生徒会長であるジルノを筆頭に、数名の生徒達が円卓を囲んで書類作業を行っていた。
新入生を迎えたばかりのこの時期は、彼らにとって忙しい時期でもあるのだ。
そして、ジルノとバイオラが2人してアレと呼んだ存在・・・は、部屋の入口の方に居た。
半開きとなった扉の隙間から・・・スッと出てきては、サッと引っ込む、黒い髪の生物。
どうやら遠目に様子を伺っているらしいが・・・不規則にチラチラと視界に入ってくるのが鬱陶しくもあった。
「最初にアレを見かけてから、だいぶ経つんだが・・・」
「もう少しで1時間になりますね、そろそろ迎え入れてあげたいのですが」
ジルノは訝しんだ。
ならなぜ1時間も放っておいたのか・・・もっと早く迎えに行ってやれば良いものを。
・・・それともアレは、ニホン国独自の風習か何かなのか?
ジルノの父であるシュタードラー公爵は保守的であり、近年のニホン国との関りを良く思っていない立場にある。
それ故にジルノは日本について詳しくはなかった。
だがそれはバイオラも同じはず・・・いや、そう言えば先日、彼女はナデシコと会ってきたと言っていた。
主であるジルノの側を離れての単独行動を彼女が取るのは珍しい。
しかし、今ナデシコが生徒会室に訪れているのは、その結果ではないのか?
それならば・・・ジルノはバイオラに問いかける。
「バイオラ、次に俺がすべき事は何だ?」
「このあたりで休憩時間になさってはいかがでしょうか・・・ちょうど良いお菓子のご用意があります」
「わかった、休憩にしよう・・・皆、手を止めてくれ」
ジルノの号令に従い、生徒達は各々の作業を中断した。
彼らの多くはシュタードラー公爵家に縁のある家の子弟で、将来的にもジルノにとって頼もしい部下達である。
円卓の上から書類は片付けられ、手際よくティータイムの準備がされていく。
卓上に皿が並べられ、バイオラが入手してきたという焼き菓子が振舞われる。
生徒会の人数に対しては少々量が多い気がするが、年若い生徒達を思えばちょうどいい量にも思えた。
そしてバイオラが手慣れた手つきで紅茶を淹れる頃・・・先程から入り口にいた生物に変化があった。
スッと扉の隙間から頭が出てきた所までは変わらない。
だが、そこからが違った・・・先程までと違ってなかなか引っ込まない。
じっとそのままの姿勢で、部屋の中を伺って・・・今度は身体も半分程入ってきた。
「ふふ・・・きっと我々が忙しそうにしていたので遠慮していたのでしょう、では迎えに行って参ります」
主に対して優雅に一礼をすると、バイオラはナデシコの元へと向かった。
それに気付いたのかナデシコはビクッと、離れた距離でもわかるくらいに震えたものの・・・今度こそ生徒会室の中にその足を踏み入れたのだった。
「なるほど・・・『奥ゆかしい大和撫子』か・・・」
生徒会の誰かに声もかけず、こちらの作業がひと段落着くのを、邪魔にならない位置で待っていたというのか。

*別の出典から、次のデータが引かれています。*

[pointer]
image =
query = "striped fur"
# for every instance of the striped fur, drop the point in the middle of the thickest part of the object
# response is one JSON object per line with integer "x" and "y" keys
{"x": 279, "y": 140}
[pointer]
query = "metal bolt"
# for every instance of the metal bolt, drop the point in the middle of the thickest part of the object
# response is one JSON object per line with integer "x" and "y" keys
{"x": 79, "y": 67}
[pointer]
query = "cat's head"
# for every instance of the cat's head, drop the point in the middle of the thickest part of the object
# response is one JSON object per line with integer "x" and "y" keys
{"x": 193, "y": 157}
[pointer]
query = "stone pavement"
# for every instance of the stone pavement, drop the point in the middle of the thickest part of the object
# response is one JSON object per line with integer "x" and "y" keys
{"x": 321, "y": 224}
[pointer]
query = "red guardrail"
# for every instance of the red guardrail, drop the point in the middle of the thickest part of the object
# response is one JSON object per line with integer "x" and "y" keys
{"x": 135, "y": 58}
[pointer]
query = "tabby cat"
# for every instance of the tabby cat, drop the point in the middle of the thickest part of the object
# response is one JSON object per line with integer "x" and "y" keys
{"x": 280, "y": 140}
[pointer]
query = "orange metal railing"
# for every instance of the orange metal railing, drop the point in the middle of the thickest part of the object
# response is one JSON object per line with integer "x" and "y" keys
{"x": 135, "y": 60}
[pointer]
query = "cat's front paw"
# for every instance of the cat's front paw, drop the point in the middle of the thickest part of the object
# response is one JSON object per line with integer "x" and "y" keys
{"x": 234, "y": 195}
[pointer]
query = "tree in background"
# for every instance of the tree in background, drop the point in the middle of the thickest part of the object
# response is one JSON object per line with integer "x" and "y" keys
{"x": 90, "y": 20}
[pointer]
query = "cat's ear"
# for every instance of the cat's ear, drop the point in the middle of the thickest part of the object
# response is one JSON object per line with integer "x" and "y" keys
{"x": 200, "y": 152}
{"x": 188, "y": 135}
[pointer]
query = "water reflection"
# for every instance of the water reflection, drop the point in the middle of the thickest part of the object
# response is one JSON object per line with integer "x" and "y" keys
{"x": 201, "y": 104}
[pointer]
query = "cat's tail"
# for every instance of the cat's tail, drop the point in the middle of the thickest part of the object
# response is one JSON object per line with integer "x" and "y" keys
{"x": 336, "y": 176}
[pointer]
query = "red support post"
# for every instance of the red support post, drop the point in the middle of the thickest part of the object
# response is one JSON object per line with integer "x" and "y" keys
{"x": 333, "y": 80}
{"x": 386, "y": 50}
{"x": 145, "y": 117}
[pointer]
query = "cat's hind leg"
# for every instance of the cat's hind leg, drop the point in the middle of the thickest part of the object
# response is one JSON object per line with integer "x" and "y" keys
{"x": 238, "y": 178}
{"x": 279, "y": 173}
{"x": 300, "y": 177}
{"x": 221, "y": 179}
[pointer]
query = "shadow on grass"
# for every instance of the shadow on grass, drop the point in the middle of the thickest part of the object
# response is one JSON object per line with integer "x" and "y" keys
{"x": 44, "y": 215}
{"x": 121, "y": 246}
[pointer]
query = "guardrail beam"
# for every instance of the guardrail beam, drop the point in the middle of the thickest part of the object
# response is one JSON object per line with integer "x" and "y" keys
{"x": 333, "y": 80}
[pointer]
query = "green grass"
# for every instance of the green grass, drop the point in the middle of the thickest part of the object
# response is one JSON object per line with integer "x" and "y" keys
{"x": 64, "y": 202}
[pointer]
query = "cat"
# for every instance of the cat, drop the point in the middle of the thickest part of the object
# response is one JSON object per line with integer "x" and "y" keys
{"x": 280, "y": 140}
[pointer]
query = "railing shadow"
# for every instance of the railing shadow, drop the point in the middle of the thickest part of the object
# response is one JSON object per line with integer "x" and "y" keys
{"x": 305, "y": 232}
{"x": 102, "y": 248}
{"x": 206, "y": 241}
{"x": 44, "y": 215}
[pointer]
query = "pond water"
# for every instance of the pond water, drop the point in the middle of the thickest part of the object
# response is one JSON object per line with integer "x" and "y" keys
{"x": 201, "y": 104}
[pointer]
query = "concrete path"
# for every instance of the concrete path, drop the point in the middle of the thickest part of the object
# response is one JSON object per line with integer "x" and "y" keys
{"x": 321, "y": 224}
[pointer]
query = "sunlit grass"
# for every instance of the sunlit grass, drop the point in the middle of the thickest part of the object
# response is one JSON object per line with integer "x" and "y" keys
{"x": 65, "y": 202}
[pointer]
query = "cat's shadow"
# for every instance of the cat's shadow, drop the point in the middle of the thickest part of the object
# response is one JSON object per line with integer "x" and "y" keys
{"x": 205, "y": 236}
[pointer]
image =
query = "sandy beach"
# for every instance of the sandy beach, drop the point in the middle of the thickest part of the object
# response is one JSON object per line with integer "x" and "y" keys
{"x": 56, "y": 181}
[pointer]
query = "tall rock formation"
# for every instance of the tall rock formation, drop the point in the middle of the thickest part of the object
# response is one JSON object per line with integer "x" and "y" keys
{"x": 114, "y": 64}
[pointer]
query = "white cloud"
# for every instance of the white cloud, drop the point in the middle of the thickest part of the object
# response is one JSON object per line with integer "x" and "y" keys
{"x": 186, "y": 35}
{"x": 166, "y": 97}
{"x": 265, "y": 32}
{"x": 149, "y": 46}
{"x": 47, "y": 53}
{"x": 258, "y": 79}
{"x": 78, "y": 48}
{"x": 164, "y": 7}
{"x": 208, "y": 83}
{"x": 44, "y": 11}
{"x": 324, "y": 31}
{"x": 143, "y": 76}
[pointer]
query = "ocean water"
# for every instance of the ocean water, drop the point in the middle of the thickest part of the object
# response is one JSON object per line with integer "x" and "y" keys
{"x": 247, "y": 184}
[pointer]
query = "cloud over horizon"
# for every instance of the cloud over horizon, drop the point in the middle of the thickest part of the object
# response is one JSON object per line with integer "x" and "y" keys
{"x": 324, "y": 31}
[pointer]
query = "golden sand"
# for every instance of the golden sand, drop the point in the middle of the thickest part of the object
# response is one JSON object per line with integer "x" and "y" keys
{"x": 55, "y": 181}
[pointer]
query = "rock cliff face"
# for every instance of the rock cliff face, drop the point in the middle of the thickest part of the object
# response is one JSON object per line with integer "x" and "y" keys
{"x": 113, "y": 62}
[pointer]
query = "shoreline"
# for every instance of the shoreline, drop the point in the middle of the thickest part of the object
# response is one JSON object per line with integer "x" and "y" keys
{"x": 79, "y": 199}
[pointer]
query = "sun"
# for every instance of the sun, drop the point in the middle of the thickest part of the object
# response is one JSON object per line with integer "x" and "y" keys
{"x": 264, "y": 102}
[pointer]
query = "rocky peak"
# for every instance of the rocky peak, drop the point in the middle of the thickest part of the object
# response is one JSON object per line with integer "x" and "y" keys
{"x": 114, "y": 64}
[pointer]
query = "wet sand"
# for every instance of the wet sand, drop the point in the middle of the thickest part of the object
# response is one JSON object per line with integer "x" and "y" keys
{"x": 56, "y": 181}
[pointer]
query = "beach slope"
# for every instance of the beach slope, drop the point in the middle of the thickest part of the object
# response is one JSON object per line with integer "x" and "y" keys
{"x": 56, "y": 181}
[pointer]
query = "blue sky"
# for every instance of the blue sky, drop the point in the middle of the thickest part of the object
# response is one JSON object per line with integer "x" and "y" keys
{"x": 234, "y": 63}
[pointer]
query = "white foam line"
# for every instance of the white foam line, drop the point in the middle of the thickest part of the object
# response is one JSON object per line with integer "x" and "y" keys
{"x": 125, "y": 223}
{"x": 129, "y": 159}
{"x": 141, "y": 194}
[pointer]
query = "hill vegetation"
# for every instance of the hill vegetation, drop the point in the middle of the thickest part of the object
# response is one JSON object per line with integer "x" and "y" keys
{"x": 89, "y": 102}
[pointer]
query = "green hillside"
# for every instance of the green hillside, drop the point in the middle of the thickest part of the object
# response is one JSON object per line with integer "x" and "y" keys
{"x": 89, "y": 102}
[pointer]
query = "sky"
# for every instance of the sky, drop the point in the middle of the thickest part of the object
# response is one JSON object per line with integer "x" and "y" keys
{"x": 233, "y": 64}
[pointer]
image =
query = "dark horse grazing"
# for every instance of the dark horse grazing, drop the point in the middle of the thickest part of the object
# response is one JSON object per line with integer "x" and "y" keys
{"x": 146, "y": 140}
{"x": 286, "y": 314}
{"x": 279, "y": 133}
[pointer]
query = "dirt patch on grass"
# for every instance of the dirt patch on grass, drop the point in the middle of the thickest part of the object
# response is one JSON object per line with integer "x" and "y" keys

従者であるバイオラと比べれば拙いものではあるが、そういった心遣いはジルノの好む所だった。
先日の食堂の件では、ニホン国の令嬢だという噂にも信じ難いものを感じていたが・・・こうして見るとまた違った印象を受ける。
相手が礼をもって接してくるならば、こちらも礼をもって応えるべし。
それがシュタードラー公爵家の家訓だ。
国による文化の違いもあるのだろう・・・偏見は捨てて、こちらも相応の礼を持って接しよう。
ナデシコのつたない喋りも、異国の文化・・・そう思って接すれば、不思議と苦に感じる事もなかった。
「あ、あの・・・わた、私・・・」
「見ての通り、今は休憩の時間だ・・・そう焦らずゆっくり話すと良い」
「あ・・・はい」
「うふふ・・・お茶と焼き菓子もあるわよ」
思わぬ歓待に戸惑いながらも、ナデシコはジルノの言う通りに、ゆっくりと話し始めた。
それはローゼリアを生徒会に迎え入れようとするジルノに向けた、1つの提案。
「ふ・・・面白い」
後に、この円卓に同席していた生徒は語る。
あれこそが、王立学園の生徒会に新しい風が吹いた瞬間だったと。